You Don't Have to Be Perfect to Be Amazing: Unveil the Utility of Synthetic Images
This work provides guidance for evaluating synthetic images in medical imaging, addressing data scarcity and privacy issues, but it is incremental as it builds on existing deep generative models.
The paper tackles the problem of evaluating synthetic images by establishing a comprehensive set of evaluators including fidelity, variety, privacy, and utility, and demonstrates through analysis of over 100k chest X-ray images that high utility does not require both high fidelity and high variety, with mode-collapsed and low-fidelity images still showing high utility for data augmentation.

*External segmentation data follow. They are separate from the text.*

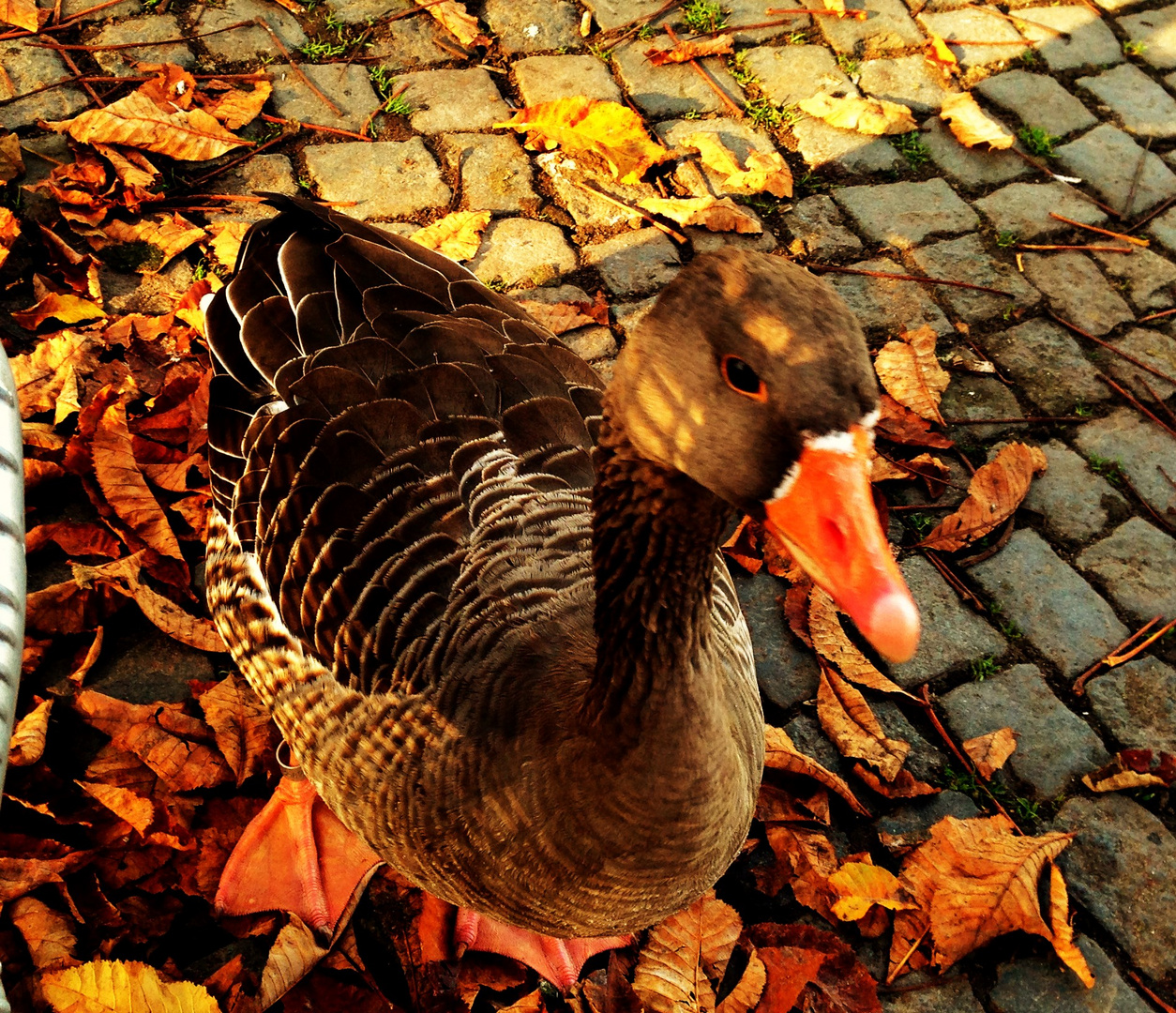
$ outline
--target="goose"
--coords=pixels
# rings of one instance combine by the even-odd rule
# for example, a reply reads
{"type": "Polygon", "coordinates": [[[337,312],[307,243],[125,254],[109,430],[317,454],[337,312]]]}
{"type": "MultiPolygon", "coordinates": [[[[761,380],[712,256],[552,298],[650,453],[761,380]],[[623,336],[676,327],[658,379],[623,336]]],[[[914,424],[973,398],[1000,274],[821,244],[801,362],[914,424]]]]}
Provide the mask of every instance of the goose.
{"type": "Polygon", "coordinates": [[[206,300],[206,584],[305,781],[238,852],[295,827],[265,862],[321,912],[321,798],[354,854],[457,906],[459,955],[566,988],[749,831],[763,714],[717,548],[736,511],[880,654],[914,654],[862,329],[827,282],[728,247],[666,287],[606,387],[447,258],[267,198],[206,300]]]}

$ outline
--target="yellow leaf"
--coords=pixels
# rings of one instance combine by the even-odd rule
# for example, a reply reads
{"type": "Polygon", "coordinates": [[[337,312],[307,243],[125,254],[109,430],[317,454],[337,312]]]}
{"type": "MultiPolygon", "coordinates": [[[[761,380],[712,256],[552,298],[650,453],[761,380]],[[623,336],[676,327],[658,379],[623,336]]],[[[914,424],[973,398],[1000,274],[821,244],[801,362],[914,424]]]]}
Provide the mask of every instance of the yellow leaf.
{"type": "Polygon", "coordinates": [[[489,224],[488,211],[455,211],[414,232],[413,242],[450,260],[469,260],[477,255],[482,231],[489,224]]]}
{"type": "Polygon", "coordinates": [[[527,146],[533,151],[595,152],[621,182],[637,182],[647,168],[669,158],[628,106],[583,95],[528,106],[494,126],[528,131],[527,146]]]}
{"type": "Polygon", "coordinates": [[[58,1013],[220,1013],[202,985],[163,981],[135,960],[93,960],[41,978],[41,993],[58,1013]]]}
{"type": "Polygon", "coordinates": [[[884,99],[841,98],[822,92],[811,99],[802,99],[800,107],[830,127],[857,131],[860,134],[909,134],[918,129],[910,109],[884,99]]]}
{"type": "Polygon", "coordinates": [[[947,121],[956,140],[968,148],[988,145],[994,151],[1000,151],[1013,147],[1016,140],[976,104],[971,92],[944,95],[940,119],[947,121]]]}
{"type": "Polygon", "coordinates": [[[68,131],[76,141],[126,145],[180,161],[207,161],[253,144],[230,134],[203,109],[166,113],[141,92],[46,126],[58,133],[68,131]]]}

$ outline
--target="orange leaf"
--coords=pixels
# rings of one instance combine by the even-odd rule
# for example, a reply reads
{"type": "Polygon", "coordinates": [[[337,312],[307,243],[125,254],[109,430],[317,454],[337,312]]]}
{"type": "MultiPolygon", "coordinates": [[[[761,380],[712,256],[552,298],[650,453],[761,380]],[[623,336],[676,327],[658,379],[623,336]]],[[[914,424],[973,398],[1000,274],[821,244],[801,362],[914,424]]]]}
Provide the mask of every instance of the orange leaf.
{"type": "Polygon", "coordinates": [[[995,460],[976,468],[968,484],[968,499],[948,514],[920,545],[955,552],[1004,524],[1025,498],[1034,475],[1044,473],[1045,455],[1038,447],[1008,444],[995,460]]]}
{"type": "Polygon", "coordinates": [[[910,744],[887,738],[866,698],[824,665],[816,691],[816,714],[843,757],[873,764],[888,781],[898,775],[910,744]]]}
{"type": "Polygon", "coordinates": [[[963,751],[976,765],[976,772],[987,781],[1013,755],[1017,747],[1017,733],[1011,728],[997,728],[987,735],[977,735],[963,744],[963,751]]]}
{"type": "Polygon", "coordinates": [[[628,106],[583,95],[529,106],[494,126],[528,131],[527,146],[533,151],[595,152],[621,182],[637,182],[647,168],[669,158],[628,106]]]}

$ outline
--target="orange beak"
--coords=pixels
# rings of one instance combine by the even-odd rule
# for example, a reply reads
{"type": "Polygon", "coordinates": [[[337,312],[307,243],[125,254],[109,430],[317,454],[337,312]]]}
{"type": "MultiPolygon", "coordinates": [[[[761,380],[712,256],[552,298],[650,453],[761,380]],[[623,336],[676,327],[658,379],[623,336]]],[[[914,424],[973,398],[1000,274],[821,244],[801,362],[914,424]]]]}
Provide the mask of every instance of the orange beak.
{"type": "Polygon", "coordinates": [[[870,495],[870,436],[862,426],[806,445],[767,525],[887,661],[918,646],[918,609],[890,555],[870,495]]]}

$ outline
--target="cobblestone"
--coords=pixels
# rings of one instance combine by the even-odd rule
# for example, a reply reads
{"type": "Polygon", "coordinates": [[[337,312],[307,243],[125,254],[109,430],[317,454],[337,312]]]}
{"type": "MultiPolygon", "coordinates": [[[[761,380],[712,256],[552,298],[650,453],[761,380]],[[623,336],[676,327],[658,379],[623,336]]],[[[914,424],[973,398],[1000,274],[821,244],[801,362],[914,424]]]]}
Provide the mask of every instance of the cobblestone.
{"type": "Polygon", "coordinates": [[[1027,253],[1025,275],[1071,324],[1102,335],[1124,320],[1134,320],[1131,307],[1082,253],[1027,253]]]}
{"type": "Polygon", "coordinates": [[[1077,341],[1048,320],[1029,320],[981,344],[1047,415],[1068,415],[1080,401],[1096,405],[1110,396],[1077,341]]]}
{"type": "Polygon", "coordinates": [[[1110,606],[1036,532],[1015,532],[969,574],[1063,675],[1077,675],[1127,637],[1110,606]]]}
{"type": "Polygon", "coordinates": [[[318,145],[302,156],[319,195],[354,200],[349,214],[355,218],[403,218],[449,204],[449,187],[420,138],[318,145]]]}
{"type": "Polygon", "coordinates": [[[1144,974],[1176,971],[1176,838],[1118,794],[1070,799],[1054,824],[1078,831],[1060,861],[1071,895],[1144,974]]]}
{"type": "Polygon", "coordinates": [[[595,56],[528,56],[514,65],[515,80],[528,106],[584,95],[620,102],[621,89],[595,56]]]}
{"type": "Polygon", "coordinates": [[[1098,122],[1082,102],[1053,78],[1028,71],[1005,71],[985,78],[980,92],[990,102],[1016,113],[1028,127],[1064,138],[1098,122]]]}
{"type": "Polygon", "coordinates": [[[1034,480],[1022,506],[1044,519],[1051,538],[1084,542],[1127,515],[1123,498],[1065,444],[1050,440],[1041,449],[1049,469],[1034,480]]]}
{"type": "Polygon", "coordinates": [[[1090,708],[1128,749],[1176,753],[1176,671],[1143,654],[1087,684],[1090,708]]]}
{"type": "Polygon", "coordinates": [[[1123,64],[1097,78],[1078,78],[1123,121],[1123,128],[1145,138],[1176,138],[1176,99],[1132,64],[1123,64]]]}
{"type": "Polygon", "coordinates": [[[1054,695],[1036,665],[1015,665],[983,682],[967,682],[940,702],[957,739],[997,728],[1017,732],[1016,752],[1003,769],[1028,785],[1033,798],[1051,799],[1110,760],[1098,737],[1054,695]]]}
{"type": "Polygon", "coordinates": [[[833,199],[853,218],[867,239],[909,249],[928,235],[968,232],[980,220],[942,179],[849,186],[833,199]]]}

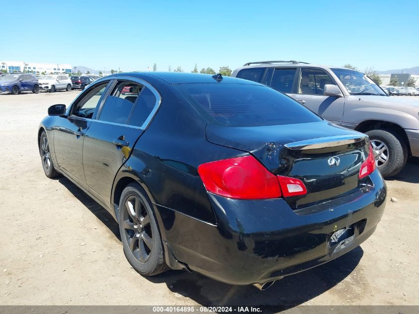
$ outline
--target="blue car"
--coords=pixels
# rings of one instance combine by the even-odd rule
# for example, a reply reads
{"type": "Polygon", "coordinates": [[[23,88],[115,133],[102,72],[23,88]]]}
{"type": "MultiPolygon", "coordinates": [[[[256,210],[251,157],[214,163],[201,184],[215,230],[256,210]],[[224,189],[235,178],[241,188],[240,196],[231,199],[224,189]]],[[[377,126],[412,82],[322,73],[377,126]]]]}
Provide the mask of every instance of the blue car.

Synthetic images generated from deep generative models have the potential to address data scarcity and data privacy issues. The selection of synthesis models is mostly based on image quality measurements, and most researchers favor synthetic images that produce realistic images, i.e., images with good fidelity scores, such as low Fréchet Inception Distance (FID) and high Peak Signal-To-Noise Ratio (PSNR). However, the quality of synthetic images is not limited to fidelity, and a wide spectrum of metrics should be evaluated to comprehensively measure the quality of synthetic images. In addition, quality metrics are not truthful predictors of the utility of synthetic images, and the relations between these evaluation metrics are not yet clear. In this work, we have established a comprehensive set of evaluators for synthetic images, including fidelity, variety, privacy, and utility. By analyzing more than 100k chest X-ray images and their synthetic copies, we have demonstrated that there is an inevitable trade-off between synthetic image fidelity, variety, and privacy. In addition, we have empirically demonstrated that the utility score does not require images with both high fidelity and high variety. For intra- and cross-task data augmentation, mode-collapsed images and low-fidelity images can still demonstrate high utility. Finally, our experiments have also showed that it is possible to produce images with both high utility and privacy, which can provide a strong rationale for the use of deep generative models in privacy-preserving applications. Our study can shore up comprehensive guidance for the evaluation of synthetic images and elicit further developments for utility-aware deep generative models in medical image synthesis.